Kenneth Maxwell emphasized that US politicians were not only informed about Operation Condor in general, but also specifically "... that a Chilean murder team was planning to enter the United States." A month before Letelier's murder, Kissinger ordered: " ... that the Latin American rulers involved were to be informed that the murder of subversives, politicians and prominent personalities would cause serious moral and political problems both within the national borders of certain South American states and abroad. " Maxwell wrote in his review of Peter Kornbluh's book: "This demarche was apparently not delivered: The US embassy in Santiago de Chile hesitated because delivering such a harsh ruffle could upset the dictator" and that on September 20, 1976, the day before the murder Letelier and his assistant Moffitt, “the State Department [instructed] the ambassadors' nothing far to undertake in relation to the Condor plot. ” Proof?

Important US politicians are said to have welcomed Letelier's assassination.
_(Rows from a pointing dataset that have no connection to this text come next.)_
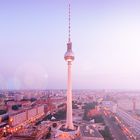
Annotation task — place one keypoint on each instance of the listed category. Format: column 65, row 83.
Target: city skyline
column 105, row 40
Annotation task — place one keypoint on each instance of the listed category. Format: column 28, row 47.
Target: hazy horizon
column 105, row 37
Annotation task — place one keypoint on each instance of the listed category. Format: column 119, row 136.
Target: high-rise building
column 69, row 57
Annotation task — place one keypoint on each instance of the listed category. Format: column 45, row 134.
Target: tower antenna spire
column 69, row 23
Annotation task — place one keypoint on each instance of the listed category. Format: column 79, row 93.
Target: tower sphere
column 69, row 55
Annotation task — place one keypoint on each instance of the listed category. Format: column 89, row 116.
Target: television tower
column 69, row 57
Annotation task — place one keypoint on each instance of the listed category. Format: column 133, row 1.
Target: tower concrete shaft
column 69, row 57
column 69, row 120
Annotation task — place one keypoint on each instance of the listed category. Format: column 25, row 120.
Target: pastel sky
column 105, row 37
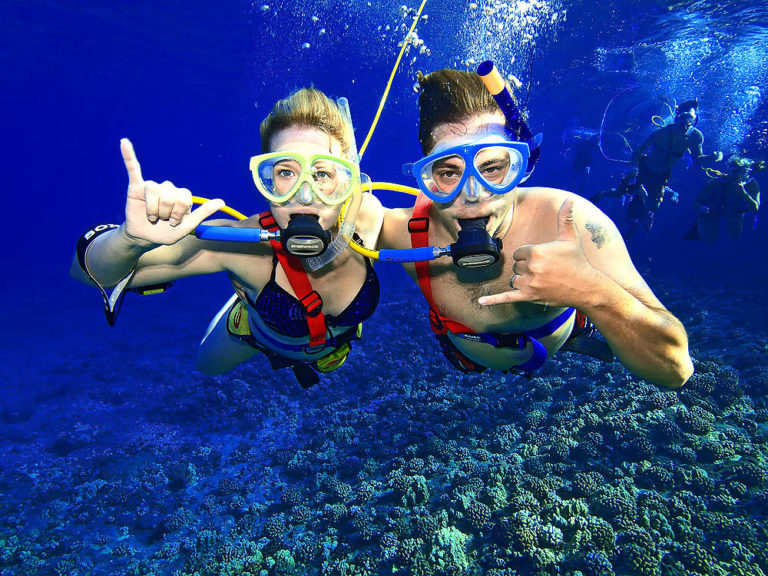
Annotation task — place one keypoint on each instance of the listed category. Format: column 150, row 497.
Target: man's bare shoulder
column 541, row 198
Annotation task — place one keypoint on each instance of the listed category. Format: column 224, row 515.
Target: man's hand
column 555, row 273
column 158, row 213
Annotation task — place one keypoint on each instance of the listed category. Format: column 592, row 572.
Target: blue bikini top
column 284, row 314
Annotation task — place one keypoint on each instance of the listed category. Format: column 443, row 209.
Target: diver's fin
column 693, row 232
column 590, row 343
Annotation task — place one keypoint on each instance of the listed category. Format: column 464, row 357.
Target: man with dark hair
column 535, row 270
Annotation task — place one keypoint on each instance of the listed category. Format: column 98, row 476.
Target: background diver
column 730, row 197
column 657, row 155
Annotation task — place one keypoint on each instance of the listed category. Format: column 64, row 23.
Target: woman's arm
column 155, row 234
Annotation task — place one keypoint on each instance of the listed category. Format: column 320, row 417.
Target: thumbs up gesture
column 553, row 273
column 158, row 213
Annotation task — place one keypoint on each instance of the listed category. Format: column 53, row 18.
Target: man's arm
column 643, row 334
column 587, row 266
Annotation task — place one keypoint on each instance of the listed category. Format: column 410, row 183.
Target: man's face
column 474, row 201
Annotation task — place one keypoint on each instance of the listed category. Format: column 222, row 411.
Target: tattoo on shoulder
column 600, row 235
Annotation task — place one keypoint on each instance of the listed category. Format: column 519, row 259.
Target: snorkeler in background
column 657, row 155
column 535, row 262
column 298, row 316
column 580, row 145
column 730, row 198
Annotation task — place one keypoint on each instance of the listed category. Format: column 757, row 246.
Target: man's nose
column 471, row 190
column 304, row 194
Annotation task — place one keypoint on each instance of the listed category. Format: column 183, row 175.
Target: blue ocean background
column 117, row 457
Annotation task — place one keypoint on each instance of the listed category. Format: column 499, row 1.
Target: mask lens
column 497, row 166
column 331, row 180
column 443, row 175
column 278, row 178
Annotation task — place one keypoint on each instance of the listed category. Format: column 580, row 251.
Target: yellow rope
column 395, row 188
column 391, row 78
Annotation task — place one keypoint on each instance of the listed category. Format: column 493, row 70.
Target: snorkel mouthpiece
column 475, row 248
column 304, row 236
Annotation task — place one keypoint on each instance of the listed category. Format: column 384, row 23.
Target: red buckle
column 312, row 303
column 436, row 322
column 267, row 221
column 418, row 225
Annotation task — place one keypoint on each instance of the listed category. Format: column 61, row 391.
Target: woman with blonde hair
column 300, row 298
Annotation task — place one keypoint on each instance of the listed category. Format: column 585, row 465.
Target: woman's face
column 483, row 202
column 304, row 201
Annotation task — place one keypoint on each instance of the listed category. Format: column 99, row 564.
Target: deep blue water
column 116, row 457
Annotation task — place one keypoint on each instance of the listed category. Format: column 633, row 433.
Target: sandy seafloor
column 118, row 458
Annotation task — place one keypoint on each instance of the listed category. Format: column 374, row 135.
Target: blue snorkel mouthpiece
column 474, row 247
column 303, row 237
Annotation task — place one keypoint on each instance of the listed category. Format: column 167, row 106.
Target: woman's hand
column 158, row 213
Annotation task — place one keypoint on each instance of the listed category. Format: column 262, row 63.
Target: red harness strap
column 297, row 278
column 418, row 226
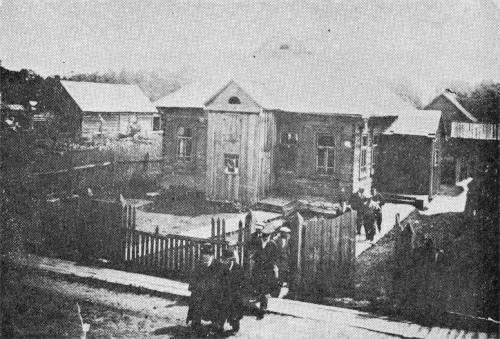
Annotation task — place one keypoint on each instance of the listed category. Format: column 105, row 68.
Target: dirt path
column 127, row 315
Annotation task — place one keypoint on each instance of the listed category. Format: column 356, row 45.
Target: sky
column 428, row 42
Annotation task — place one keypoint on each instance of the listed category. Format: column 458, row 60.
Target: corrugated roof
column 99, row 97
column 299, row 83
column 193, row 95
column 453, row 99
column 421, row 123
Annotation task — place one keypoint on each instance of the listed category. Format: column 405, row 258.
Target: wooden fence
column 326, row 255
column 84, row 228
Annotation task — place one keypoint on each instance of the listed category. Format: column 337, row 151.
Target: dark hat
column 207, row 248
column 227, row 253
column 268, row 230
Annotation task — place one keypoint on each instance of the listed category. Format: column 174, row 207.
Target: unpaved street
column 119, row 314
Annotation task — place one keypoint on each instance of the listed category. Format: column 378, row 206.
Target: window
column 375, row 141
column 288, row 151
column 435, row 153
column 231, row 163
column 184, row 144
column 289, row 139
column 156, row 123
column 234, row 101
column 326, row 154
column 363, row 156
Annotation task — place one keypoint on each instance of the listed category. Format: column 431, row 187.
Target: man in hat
column 358, row 203
column 233, row 282
column 253, row 244
column 283, row 244
column 206, row 292
column 378, row 199
column 266, row 270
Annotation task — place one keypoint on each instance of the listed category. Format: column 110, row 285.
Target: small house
column 409, row 155
column 287, row 134
column 111, row 110
column 453, row 166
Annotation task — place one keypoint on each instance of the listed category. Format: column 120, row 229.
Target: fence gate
column 328, row 253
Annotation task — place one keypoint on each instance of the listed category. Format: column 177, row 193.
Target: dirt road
column 128, row 315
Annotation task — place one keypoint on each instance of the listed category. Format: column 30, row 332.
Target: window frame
column 323, row 169
column 160, row 129
column 179, row 138
column 232, row 156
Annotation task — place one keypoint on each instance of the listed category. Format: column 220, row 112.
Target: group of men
column 369, row 211
column 218, row 287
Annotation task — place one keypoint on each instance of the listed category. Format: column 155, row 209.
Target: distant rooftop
column 101, row 97
column 419, row 123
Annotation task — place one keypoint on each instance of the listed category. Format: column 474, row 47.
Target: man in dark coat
column 206, row 291
column 284, row 253
column 357, row 203
column 253, row 244
column 378, row 198
column 233, row 282
column 265, row 274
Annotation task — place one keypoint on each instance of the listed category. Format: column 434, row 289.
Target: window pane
column 326, row 140
column 330, row 160
column 365, row 140
column 321, row 157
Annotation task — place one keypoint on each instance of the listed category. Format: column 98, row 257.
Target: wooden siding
column 403, row 164
column 249, row 136
column 188, row 173
column 305, row 179
column 476, row 131
column 116, row 123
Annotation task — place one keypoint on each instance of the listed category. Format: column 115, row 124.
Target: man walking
column 266, row 272
column 233, row 282
column 284, row 253
column 357, row 203
column 206, row 292
column 378, row 199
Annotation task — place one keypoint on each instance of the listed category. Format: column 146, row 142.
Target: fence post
column 300, row 230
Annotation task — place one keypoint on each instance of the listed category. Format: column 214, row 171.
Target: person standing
column 206, row 292
column 253, row 245
column 378, row 198
column 369, row 219
column 358, row 203
column 233, row 282
column 266, row 273
column 284, row 253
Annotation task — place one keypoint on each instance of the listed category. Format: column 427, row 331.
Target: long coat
column 234, row 284
column 206, row 293
column 266, row 260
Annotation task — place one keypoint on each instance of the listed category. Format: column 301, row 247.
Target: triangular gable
column 225, row 100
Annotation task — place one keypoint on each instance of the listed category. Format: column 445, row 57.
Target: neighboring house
column 277, row 131
column 472, row 144
column 409, row 155
column 452, row 111
column 111, row 110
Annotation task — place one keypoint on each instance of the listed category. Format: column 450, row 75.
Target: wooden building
column 97, row 109
column 409, row 155
column 452, row 111
column 286, row 124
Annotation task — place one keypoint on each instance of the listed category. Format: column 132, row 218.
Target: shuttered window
column 325, row 154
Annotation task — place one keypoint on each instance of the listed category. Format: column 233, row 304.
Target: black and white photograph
column 249, row 169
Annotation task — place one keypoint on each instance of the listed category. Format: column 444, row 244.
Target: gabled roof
column 99, row 97
column 421, row 123
column 452, row 98
column 300, row 83
column 193, row 95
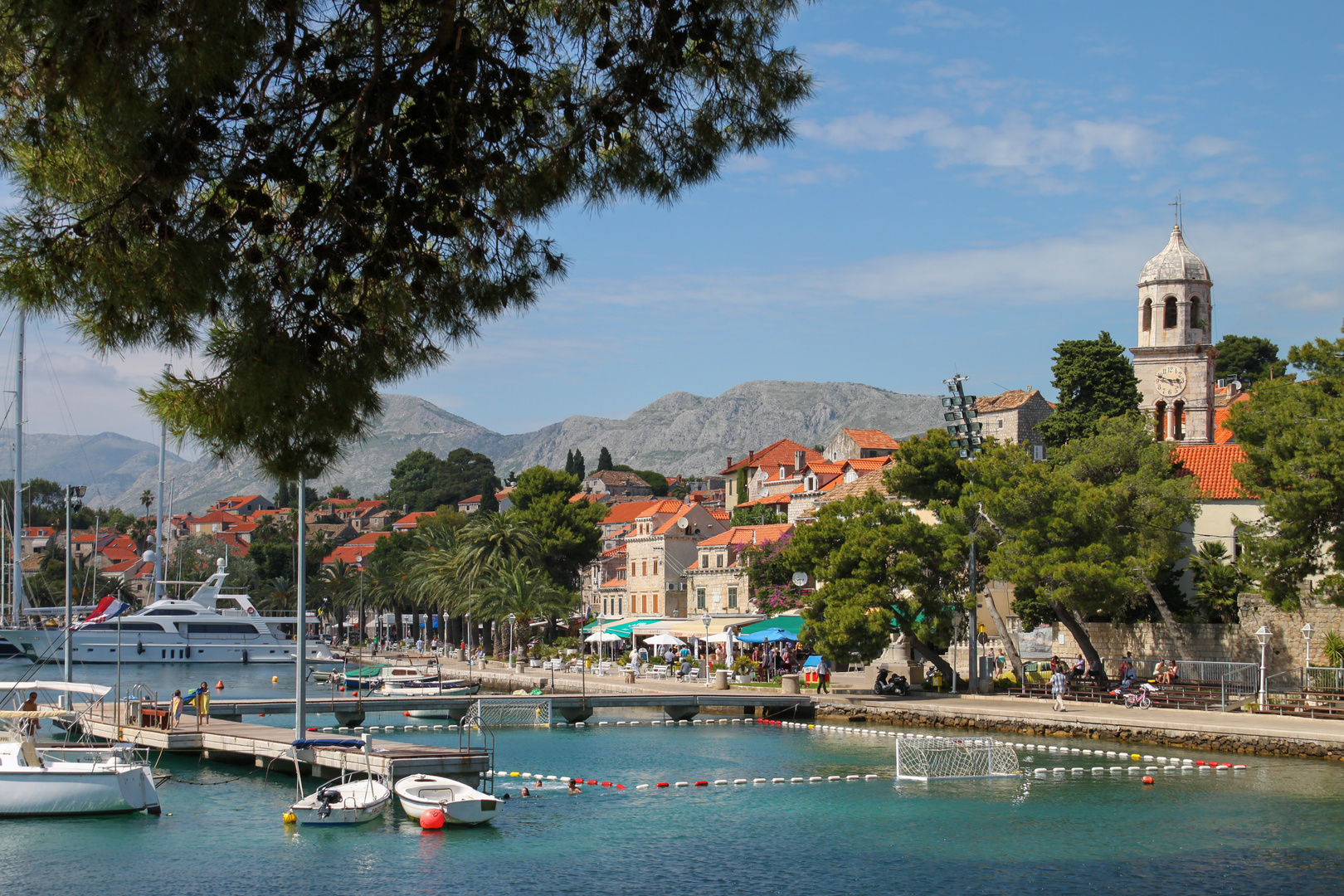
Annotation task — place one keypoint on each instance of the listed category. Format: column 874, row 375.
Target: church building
column 1174, row 360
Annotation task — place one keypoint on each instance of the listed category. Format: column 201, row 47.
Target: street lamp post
column 1262, row 635
column 706, row 620
column 71, row 494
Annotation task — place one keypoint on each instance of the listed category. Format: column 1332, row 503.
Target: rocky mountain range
column 679, row 433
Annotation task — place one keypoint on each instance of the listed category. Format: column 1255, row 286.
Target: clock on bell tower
column 1174, row 360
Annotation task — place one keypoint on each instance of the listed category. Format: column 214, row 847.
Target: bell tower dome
column 1174, row 359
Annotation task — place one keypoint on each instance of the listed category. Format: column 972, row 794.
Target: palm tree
column 519, row 589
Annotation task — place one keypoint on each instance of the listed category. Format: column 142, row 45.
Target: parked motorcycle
column 890, row 685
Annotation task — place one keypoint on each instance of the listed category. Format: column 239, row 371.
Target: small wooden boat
column 343, row 801
column 460, row 804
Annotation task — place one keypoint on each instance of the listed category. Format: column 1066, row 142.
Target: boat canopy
column 69, row 687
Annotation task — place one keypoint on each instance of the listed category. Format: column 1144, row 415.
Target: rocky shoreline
column 1155, row 735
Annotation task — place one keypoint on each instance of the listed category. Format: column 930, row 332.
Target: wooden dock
column 270, row 747
column 351, row 711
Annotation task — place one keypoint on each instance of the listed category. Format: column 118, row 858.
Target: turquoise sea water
column 1274, row 828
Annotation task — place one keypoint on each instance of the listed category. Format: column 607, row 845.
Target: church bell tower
column 1174, row 360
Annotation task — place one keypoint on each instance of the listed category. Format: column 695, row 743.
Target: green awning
column 622, row 629
column 793, row 625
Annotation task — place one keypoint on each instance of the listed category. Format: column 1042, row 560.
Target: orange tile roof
column 750, row 535
column 776, row 453
column 1213, row 466
column 1010, row 401
column 626, row 512
column 873, row 438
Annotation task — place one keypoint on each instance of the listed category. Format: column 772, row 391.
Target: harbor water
column 1272, row 828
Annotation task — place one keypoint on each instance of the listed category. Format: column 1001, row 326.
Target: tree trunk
column 932, row 655
column 1010, row 645
column 1075, row 629
column 1183, row 650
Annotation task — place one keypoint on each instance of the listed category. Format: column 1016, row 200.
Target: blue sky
column 968, row 187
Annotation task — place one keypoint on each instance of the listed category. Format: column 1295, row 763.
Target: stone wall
column 1226, row 642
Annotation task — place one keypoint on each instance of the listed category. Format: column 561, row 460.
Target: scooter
column 890, row 685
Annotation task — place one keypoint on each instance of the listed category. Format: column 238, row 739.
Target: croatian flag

For example, the journalist Brian Crozier reported that the presidential candidate Ronald Reagan had told him in July 1980 that "it was a good thing that Letelier was killed". Reagan's then-vice-presidential candidate, George Bush, Sr., was director of the CIA at the time of Letelier's assassination.

See also

literature

Individual evidence

  1. a b Guardian: Pinochet directly ordered killing on US soil of Chilean diplomat, papers reveal , October 8, 2015
  2. a b Chilean Admits Role in '76 Murder. In: New York Times, February 8, 1987, accessed November 17, 2015.
  3. Summary of a Tete-a-tete Conversation with Ronald Reagan in His Home at Pacific Palisades outside Los Angeles July 8. 1980. In: Brian Crozier Papers. Box 3. Folder 4., Hoover Institution on War, Revolution and Peace, July 1980.